Choć ciemne chmury oraz porywisty wiatr wróżyły ulewę, postanowiliśmy ruszyć się na dłuższy spacer nad jeziorem Lubniewsko, bo z opisu, jaki znaleźliśmy w przewodnikach, zapowiadał się on bardzo ciekawie. To, co zobaczyliśmy, przeszło jednak nasze oczekiwania: było naprawdę niezwykłe – głębokie wąwozy oraz jary i naprawdę spore różnice wysokości, budzące skojarzenia z górami, sprawiają, że Uroczysko Lubniewsko jest miejscem nie do zapomnienia.
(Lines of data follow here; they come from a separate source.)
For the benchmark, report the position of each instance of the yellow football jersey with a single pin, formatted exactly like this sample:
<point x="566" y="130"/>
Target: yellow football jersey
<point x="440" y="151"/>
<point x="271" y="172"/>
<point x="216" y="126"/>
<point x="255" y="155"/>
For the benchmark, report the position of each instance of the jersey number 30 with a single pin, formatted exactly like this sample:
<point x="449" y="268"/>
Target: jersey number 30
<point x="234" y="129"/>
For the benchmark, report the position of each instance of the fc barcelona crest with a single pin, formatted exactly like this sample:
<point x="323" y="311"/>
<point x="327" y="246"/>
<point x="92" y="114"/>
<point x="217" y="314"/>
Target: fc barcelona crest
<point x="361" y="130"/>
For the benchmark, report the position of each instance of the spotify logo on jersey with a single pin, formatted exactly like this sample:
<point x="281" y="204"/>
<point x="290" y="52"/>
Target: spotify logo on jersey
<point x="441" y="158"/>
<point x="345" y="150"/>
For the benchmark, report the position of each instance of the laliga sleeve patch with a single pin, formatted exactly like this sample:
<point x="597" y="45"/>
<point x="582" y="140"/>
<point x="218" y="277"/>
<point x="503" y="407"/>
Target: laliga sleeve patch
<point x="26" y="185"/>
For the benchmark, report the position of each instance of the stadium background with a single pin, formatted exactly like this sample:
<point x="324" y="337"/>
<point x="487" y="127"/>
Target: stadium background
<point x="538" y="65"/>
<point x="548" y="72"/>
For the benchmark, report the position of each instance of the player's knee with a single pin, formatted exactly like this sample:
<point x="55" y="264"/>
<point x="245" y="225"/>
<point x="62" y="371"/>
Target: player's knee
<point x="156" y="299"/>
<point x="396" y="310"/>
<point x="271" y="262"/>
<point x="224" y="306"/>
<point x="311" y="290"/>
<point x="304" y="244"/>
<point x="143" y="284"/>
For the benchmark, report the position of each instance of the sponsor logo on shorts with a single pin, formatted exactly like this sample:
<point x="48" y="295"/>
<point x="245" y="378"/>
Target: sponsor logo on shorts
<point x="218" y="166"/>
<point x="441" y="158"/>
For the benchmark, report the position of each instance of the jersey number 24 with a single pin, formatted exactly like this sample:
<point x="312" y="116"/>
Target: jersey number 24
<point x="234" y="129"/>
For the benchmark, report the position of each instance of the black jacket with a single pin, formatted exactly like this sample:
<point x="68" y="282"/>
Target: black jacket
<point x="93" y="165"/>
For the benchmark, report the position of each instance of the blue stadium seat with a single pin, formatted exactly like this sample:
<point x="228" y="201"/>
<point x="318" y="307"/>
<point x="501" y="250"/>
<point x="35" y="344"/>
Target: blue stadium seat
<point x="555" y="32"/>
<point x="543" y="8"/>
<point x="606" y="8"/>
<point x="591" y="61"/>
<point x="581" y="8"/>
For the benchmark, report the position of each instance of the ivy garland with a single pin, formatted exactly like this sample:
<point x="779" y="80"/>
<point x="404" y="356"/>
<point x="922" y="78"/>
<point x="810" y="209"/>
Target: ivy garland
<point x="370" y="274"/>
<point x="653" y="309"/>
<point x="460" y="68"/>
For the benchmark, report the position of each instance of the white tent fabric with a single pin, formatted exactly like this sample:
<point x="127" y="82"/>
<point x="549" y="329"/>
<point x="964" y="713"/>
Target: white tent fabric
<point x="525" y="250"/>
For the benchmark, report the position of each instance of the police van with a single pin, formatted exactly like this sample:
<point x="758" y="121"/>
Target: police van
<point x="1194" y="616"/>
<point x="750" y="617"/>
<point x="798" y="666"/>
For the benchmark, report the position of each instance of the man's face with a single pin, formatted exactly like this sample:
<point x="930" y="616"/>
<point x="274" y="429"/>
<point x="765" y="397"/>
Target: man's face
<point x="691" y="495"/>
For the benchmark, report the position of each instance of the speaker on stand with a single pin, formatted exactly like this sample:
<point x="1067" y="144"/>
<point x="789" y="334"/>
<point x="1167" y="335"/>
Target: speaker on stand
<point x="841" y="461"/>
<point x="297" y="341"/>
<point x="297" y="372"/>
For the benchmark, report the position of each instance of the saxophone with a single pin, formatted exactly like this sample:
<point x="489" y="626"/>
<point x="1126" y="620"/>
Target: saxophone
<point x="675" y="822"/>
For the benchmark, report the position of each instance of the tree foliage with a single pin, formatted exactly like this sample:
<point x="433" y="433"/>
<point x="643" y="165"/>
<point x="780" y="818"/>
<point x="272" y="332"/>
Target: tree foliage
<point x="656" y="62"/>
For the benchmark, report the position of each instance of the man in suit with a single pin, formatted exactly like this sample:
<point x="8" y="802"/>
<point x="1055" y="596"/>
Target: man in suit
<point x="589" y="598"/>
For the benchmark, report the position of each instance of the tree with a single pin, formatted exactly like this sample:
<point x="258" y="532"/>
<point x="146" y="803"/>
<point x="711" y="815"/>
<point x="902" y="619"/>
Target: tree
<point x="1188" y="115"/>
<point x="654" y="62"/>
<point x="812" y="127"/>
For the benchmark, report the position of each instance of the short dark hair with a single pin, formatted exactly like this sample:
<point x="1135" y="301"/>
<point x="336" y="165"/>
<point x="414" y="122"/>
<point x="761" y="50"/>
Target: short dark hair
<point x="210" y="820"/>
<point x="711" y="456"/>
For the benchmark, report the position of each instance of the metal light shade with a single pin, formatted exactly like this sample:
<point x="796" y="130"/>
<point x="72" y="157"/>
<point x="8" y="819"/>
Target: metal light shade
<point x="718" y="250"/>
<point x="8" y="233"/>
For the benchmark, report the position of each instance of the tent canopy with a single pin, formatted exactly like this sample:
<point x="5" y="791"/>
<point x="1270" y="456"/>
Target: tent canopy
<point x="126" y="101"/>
M. przeszła nawet całkiem spore kawałki na własnych nóżkach, szukając ślimaczków, które w naszej zaimprowizowanej bajce wyruszyły na spacer nad jezioro i spotykały różne zwierzątka. Odcinek koło 8 km to jednak za dużo na nóżki dwulatka – kilkakrotnie korzystała z podwózki w Tuli, w której na koniec spaceru błogo odpłynęła. A deszcz nas nie zmoczył.
Jary budzą górskie skojarzenia
Przeszkoda
Jezioro Lubniewsko
Popas
i sjesta
Pętlę zrobiliśmy wokół miejscowości Żubrów (na północ od Sulęcina).